Mendonça explica: “Quanto mais o ratinho estivesse disposto a pressionar a alavanca com a pata oposta ao lado do cérebro que estávamos a observar, mais activos se tornavam os neurónios. Por exemplo, os neurónios do lado direito do cérebro ficavam mais excitados quando o ratinho usava a pata esquerda para pressionar a alavanca com mais frequência. Mas quando o ratinho pressionava mais a alavanca com a pata direita, estes neurónios não apresentavam o mesmo incremento de excitação. Por outras palavras, estes neurónios não “ligavam” apenas ao facto de o ratinho se mover ou não, mas também à quantidade de movimento e ao lado do corpo que se movia”.

Para estudar a forma como a perda de dopamina afecta o movimento, os investigadores utilizaram uma neurotoxina que reduz selectivamente as células produtoras de dopamina num dos lados do cérebro. Este método simula doenças como a DP, em que os níveis de dopamina diminuem e o movimento se torna difícil. E puderam observar como a redução de dopamina altera a forma como os ratinhos pressionavam a alavanca com cada pata. Descobriram que a redução de dopamina num dos lados levava a menos pressões de alavanca com a pata do lado oposto, enquanto a pata do mesmo lado não era afectada. Este resultado corrobora a influência lateralizada da dopamina sobre o movimento.

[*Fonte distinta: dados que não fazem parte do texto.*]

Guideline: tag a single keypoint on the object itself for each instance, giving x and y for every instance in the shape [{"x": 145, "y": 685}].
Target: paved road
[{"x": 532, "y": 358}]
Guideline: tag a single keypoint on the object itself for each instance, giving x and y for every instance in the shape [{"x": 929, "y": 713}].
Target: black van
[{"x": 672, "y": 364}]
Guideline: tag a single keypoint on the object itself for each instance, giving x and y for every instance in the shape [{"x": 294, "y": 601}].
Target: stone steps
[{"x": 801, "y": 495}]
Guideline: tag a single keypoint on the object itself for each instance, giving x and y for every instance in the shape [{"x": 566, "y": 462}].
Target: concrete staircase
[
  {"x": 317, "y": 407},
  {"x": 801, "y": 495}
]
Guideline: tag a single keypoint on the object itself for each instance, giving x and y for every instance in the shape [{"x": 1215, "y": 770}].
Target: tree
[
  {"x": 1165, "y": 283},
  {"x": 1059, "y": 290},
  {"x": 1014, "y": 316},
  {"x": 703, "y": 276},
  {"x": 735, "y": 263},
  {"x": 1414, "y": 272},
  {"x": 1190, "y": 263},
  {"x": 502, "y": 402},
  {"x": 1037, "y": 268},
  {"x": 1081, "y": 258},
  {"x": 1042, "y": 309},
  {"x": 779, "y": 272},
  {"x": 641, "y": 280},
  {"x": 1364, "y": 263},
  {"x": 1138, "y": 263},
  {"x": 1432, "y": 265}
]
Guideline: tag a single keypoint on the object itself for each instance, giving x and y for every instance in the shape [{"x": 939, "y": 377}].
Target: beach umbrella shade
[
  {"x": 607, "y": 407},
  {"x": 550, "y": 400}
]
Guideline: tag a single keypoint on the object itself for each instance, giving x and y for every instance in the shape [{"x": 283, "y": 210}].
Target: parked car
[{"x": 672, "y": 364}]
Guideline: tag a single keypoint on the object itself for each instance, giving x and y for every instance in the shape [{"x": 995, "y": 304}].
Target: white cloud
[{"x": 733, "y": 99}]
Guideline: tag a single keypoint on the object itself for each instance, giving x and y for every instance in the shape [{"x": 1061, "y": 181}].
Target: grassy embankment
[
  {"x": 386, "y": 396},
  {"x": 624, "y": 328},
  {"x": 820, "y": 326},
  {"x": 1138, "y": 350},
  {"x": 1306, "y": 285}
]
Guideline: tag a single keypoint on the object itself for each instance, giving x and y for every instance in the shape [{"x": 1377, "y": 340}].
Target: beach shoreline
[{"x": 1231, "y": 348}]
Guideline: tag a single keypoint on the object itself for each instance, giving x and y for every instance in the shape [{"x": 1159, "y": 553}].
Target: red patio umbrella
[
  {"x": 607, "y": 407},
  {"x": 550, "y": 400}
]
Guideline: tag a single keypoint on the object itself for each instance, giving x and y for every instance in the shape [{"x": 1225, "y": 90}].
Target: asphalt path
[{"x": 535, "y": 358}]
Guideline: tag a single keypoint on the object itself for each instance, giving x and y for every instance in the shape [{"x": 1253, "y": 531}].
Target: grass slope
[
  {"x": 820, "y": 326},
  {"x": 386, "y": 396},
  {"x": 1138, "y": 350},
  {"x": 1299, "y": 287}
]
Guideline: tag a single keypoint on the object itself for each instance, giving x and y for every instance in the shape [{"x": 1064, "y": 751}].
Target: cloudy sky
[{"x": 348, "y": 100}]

Implicações e direcções futuras

Rui Costa, o autor sénior do estudo, retoma o relato. “Os nossos resultados sugerem que os neurónios dopaminérgicos relacionados com o movimento não só motivam o movimento em geral, mas podem também modular o comprimento de uma sequência de movimentos no membro contralateral, por exemplo. Em contrapartida, a actividade dos neurónios dopaminérgicos relacionados com a recompensa é mais universal e não favorece um lado do corpo em detrimento do outro. Isto revela um papel mais complexo do que se pensava dos neurónios dopaminérgicos no movimento”.

Costa reflecte: “Os diferentes sintomas observados nos doentes com DP poderão talvez estar relacionados com quais os neurónios dopaminérgicos que foram perdidos – por exemplo, os mais ligados ao movimento ou à recompensa. Isto poderia, potencialmente, permitir reforçar as estratégias de gestão da doença mais adaptadas ao tipo de neurónios dopaminérgicos perdidos, em especial porque sabemos agora que existem diferentes tipos de neurónios dopaminérgicos geneticamente definidos no cérebro.”